I preferred the Facebook App as well.
The cards were awesome too.
Not enough to go back though.
Any way to add some of these things to Android?


----------



## austinb324 (Aug 28, 2011)

Nothing.


----------



## dvader (Jul 3, 2011)

Nothing


----------



## dajogejr (Jul 13, 2011)

Nothing. To be honest I'm in webos 75% of the time. The browser is poop. But email and the cards,truly a better tablet OS. The browser and the lacking apps have always been the drawback for me. Otherwise for a tablet ill take webos.

Don't get me wrong. What the CM7 team has done for a $100 tabletis amazing and I am very thankful.

For an alpha build it is very solid.

But by no means am I turning my back on webos


----------



## Varemenos (Aug 23, 2011)

Definitely the multitask swiping cards


----------



## sonofskywalker3 (Aug 25, 2011)

Only one thing. Wifi Profiles. I have a static ip setup at my workplace, and it's a major pain to have to switch static IP's depending on which work network i'm on, and switch back to dhcp when i leave the office. In WebOS it stores static/dynamic ip information on a per network basis, which is extremely convenient.


----------



## PhantomApollyon (Aug 20, 2011)

Everything but it's lack of the android market and it's terrible browser.

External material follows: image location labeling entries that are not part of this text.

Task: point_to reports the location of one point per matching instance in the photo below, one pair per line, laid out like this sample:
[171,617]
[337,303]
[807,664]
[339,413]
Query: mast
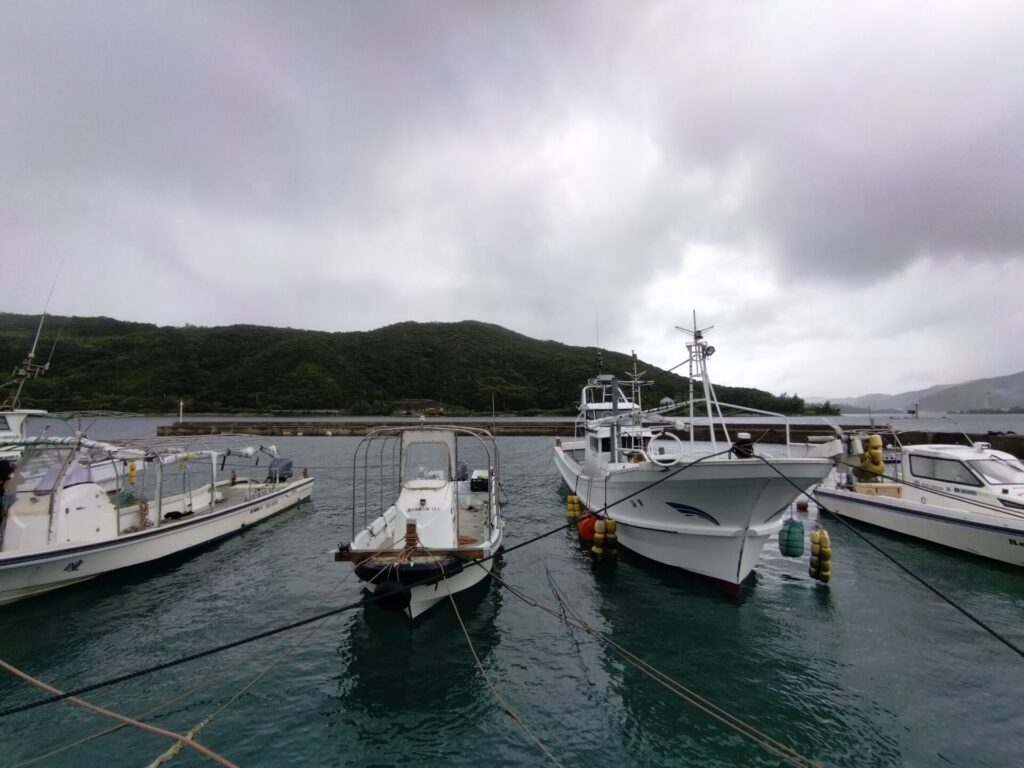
[29,368]
[699,350]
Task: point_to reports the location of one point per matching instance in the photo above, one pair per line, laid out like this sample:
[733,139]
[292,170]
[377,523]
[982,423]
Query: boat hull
[425,596]
[25,574]
[994,537]
[712,518]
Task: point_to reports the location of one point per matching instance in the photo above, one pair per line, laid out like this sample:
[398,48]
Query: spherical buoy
[392,595]
[586,527]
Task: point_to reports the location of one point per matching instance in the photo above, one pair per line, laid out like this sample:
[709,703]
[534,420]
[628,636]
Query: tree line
[99,364]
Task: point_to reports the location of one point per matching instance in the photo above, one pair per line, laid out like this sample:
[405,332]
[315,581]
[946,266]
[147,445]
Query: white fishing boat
[58,526]
[970,498]
[705,507]
[427,527]
[14,420]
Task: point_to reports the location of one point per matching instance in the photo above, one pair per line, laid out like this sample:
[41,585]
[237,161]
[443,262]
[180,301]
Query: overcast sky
[837,187]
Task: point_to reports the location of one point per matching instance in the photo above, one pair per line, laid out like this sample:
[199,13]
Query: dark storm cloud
[554,168]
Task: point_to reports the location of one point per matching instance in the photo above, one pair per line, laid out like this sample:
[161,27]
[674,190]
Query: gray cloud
[780,167]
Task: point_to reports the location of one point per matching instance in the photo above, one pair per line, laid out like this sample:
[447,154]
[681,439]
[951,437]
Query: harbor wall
[1013,443]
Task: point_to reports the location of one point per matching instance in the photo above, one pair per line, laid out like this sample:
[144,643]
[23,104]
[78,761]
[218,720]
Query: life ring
[674,459]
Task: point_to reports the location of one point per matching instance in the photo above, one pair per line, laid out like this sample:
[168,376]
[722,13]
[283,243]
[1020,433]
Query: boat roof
[964,453]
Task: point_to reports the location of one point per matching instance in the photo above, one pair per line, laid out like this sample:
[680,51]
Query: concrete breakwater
[561,427]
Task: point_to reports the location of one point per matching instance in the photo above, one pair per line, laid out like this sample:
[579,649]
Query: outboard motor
[743,446]
[280,470]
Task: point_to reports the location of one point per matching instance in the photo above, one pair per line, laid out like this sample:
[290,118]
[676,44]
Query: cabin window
[945,470]
[427,461]
[997,472]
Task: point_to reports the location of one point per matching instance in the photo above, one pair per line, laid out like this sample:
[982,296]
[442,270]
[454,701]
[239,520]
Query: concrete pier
[554,426]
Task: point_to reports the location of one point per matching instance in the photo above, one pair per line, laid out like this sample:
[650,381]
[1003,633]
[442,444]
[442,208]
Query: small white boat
[59,526]
[14,421]
[970,498]
[427,526]
[707,509]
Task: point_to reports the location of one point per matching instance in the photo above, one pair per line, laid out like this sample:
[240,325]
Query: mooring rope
[167,756]
[509,710]
[675,687]
[310,620]
[115,716]
[921,580]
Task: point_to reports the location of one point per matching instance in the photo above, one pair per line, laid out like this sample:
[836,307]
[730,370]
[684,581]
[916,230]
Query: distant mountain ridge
[997,393]
[110,365]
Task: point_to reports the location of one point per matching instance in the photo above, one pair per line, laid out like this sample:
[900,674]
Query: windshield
[997,472]
[426,461]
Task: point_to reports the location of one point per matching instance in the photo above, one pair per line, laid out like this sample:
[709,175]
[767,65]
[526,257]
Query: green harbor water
[870,670]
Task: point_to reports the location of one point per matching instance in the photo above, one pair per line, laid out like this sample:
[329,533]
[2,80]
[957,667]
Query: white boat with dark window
[705,507]
[427,527]
[59,526]
[14,421]
[970,498]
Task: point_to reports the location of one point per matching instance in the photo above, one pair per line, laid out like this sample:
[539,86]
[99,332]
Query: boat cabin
[602,396]
[936,473]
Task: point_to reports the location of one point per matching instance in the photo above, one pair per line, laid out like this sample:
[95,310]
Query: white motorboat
[706,508]
[970,498]
[427,526]
[58,526]
[14,421]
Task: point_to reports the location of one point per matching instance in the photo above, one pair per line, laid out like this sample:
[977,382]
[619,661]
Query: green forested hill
[103,364]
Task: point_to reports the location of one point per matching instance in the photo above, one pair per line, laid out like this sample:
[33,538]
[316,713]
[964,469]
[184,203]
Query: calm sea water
[870,670]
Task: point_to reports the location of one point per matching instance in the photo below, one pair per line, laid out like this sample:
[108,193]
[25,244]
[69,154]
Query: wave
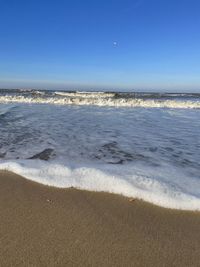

What the CM team have done is awesome, and I will use it when it's more stable for sure. If WebOS had an abundance of developer support to accomplish the tweaking it needs I doubt I'd ever need android for anything to be honest...but since it doesn't then Android is the obvious choice going forward.


----------



## Ommie (Sep 7, 2011)

Nothing.


----------



## thebowers (Jun 11, 2011)

Why would you need to miss it, you have dual boot!


----------



## Bibelo (Oct 13, 2011)

I clearly miss the Cards. For the rest, there's Android. 

I mainly use my tablet for PDF viewing. The only app I found on the WebOS was the poopy Adobe reader, which was totally waste in real situations, like, hugh, reading a book. It would take 30 secs to open a file, and would take forever to display the next page (and I'm not talking about jumping further in the book).


----------



## jpierson (Aug 24, 2011)

The cards were very cool... but I like being able to customize my desktop to my needs... so far I have been 5 days without booting into webos and the more apps I install the less I miss anything about webos... and this is an ALPHA so I cant wait to see what is next!


----------



## androideric (Oct 6, 2011)

thebowers said:


> Why would you need to miss it, you have dual boot!


This.


----------



## tupoar (Oct 13, 2011)

For me, it's gotta be the email app, wireless profiles and cards. If they could be ported to Android then it would be a no-brainer....


----------



## lnfound (Oct 14, 2011)

Bibelo said:


> I clearly miss the Cards. For the rest, there's Android.
> 
> I mainly use my tablet for PDF viewing. The only app I found on the WebOS was the poopy Adobe reader, which was totally waste in real situations, like, hugh, reading a book. It would take 30 secs to open a file, and would take forever to display the next page (and I'm not talking about jumping further in the book).


Did you OC your TP? I found PDFs much more viewable in webOS than Android. EzPDF is the only thing that comes close for me, and still scanned pages seem off at times even with ezPDF reader, pdf to go, and that office app.


----------



## Bibelo (Oct 13, 2011)

Nope I didn't OC the TP, because I find a bit strange to OC a dual-core processor to 1.8GHz just to watch documents... :grin3:

And I'm super fine with EzPDF on Android indeed. Bought it for my HD2/Android and re-using the licence with the TP.


----------



## e-Zee (Oct 17, 2011)

vareblade said:


> Definitely the multitask swiping cards


true, me 2


----------



## hotshotz79 (Oct 16, 2011)

Missing from webOS; Cards, Multi-tasking... looks more polished (not sure if thats 'cuz CM7 is alpha right now)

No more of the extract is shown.